Quand les futurs donateurs regardent ailleurs
Nombreux sont ceux qui, de leur vivant, se soucient du
devenir de leurs archives. Ainsi Marc Riboud, cinquante ans d'une grande
carrière, un des derniers fabricants d'icônes photographiques, est sur le point
de conclure un projet de donation de son oeuvre en province. Le bénéficiaire ne
sera donc pas l'État. « Je n'ai rien contre lui, mais il souffre d'une
organisation qui n'est pas fonctionnelle. Pour un photographe, ce qui importe,
c'est l'exploitation de son fonds, pas seulement la conservation.
L'exploitation permet de pérenniser une oeuvre qui continuera ainsi à rayonner
après la mort de son auteur. Il faut néanmoins qu'une donation soit bien
étudiée. Rien ne sert de donner des milliers de négatifs sans se soucier de ce
que l'on va faire avec. C'est pour cela que j'y travaille depuis un an et demi
avec mes interlocuteurs. Nous négocions chaque détail pour que tout le monde y
trouve son intérêt. » Avec cette donation, il souhaiterait aussi promouvoir le
travail de photographes dont il se sent proche, une manière de pérenniser un
lieu d'exposition dédié à la photographie qu'il a toujours défendue.
La photographe Janine Niepce, l'une des figures de la photographie
humaniste, qui fait actuellement l'objet d'une exposition à la Bibliothèque
nationale, à Paris, site Richelieu, revendique de
son côté un fonds très riche sur la société française depuis 1944, sur
l'histoire et l'évolution des femmes en particulier. « J'ai été sollicitée par
plusieurs musées américains grands amateurs de l'école humaniste française.

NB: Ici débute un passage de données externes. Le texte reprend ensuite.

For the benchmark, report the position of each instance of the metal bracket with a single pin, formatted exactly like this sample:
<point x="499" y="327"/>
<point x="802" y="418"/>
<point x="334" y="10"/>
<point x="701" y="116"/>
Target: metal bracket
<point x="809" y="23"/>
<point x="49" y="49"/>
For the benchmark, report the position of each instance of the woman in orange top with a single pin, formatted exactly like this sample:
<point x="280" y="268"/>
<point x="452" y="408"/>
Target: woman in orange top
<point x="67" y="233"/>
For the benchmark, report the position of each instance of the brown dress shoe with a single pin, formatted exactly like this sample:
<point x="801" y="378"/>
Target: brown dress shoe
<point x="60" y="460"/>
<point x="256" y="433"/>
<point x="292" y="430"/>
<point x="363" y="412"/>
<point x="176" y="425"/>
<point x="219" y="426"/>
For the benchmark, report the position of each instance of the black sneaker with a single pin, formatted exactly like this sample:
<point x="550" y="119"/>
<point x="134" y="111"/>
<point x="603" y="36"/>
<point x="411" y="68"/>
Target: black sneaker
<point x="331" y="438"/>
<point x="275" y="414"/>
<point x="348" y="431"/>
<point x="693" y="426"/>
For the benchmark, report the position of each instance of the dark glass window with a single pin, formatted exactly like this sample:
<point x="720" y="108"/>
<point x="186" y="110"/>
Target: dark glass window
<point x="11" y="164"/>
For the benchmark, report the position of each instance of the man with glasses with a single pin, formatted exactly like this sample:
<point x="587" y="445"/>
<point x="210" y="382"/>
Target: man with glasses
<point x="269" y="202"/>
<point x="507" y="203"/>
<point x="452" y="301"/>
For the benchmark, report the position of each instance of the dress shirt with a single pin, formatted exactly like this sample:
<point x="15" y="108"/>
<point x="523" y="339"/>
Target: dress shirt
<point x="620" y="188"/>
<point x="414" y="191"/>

Mais je rechigne à ce que mes photos partent pour l'étranger. Je suis
aujourd'hui dans l'expectative. »
Une perte pour la France
De son côté, après avoir accepté de nombreuses donations, l'État français peine à séduire de nouveaux photographes. Il peut même les décourager. Le petit milieu de la photographie se souvient encore de la donation de Helmut Newton, un ensemble de clichés que le célèbre artiste d'origine allemande souhaitait ardemment léguer à la France en 2003, peu de temps avant sa mort. L'affaire ne s'est jamais conclue, butant sur les modalités pratiques et une incompréhension certaine entre les deux parties. On en mesure aujourd'hui la perte pour la France, car Helmut Newton a fini par tout donner à sa ville natale, Berlin, en octobre 2003. La réponse n'a pas tardé. Moins d'un an après la mort du photographe, survenue en janvier 2004, la capitale allemande inaugurait la Fondation Helmut-Newton, consacrée à ses oeuvres. Son succès public a été immédiat.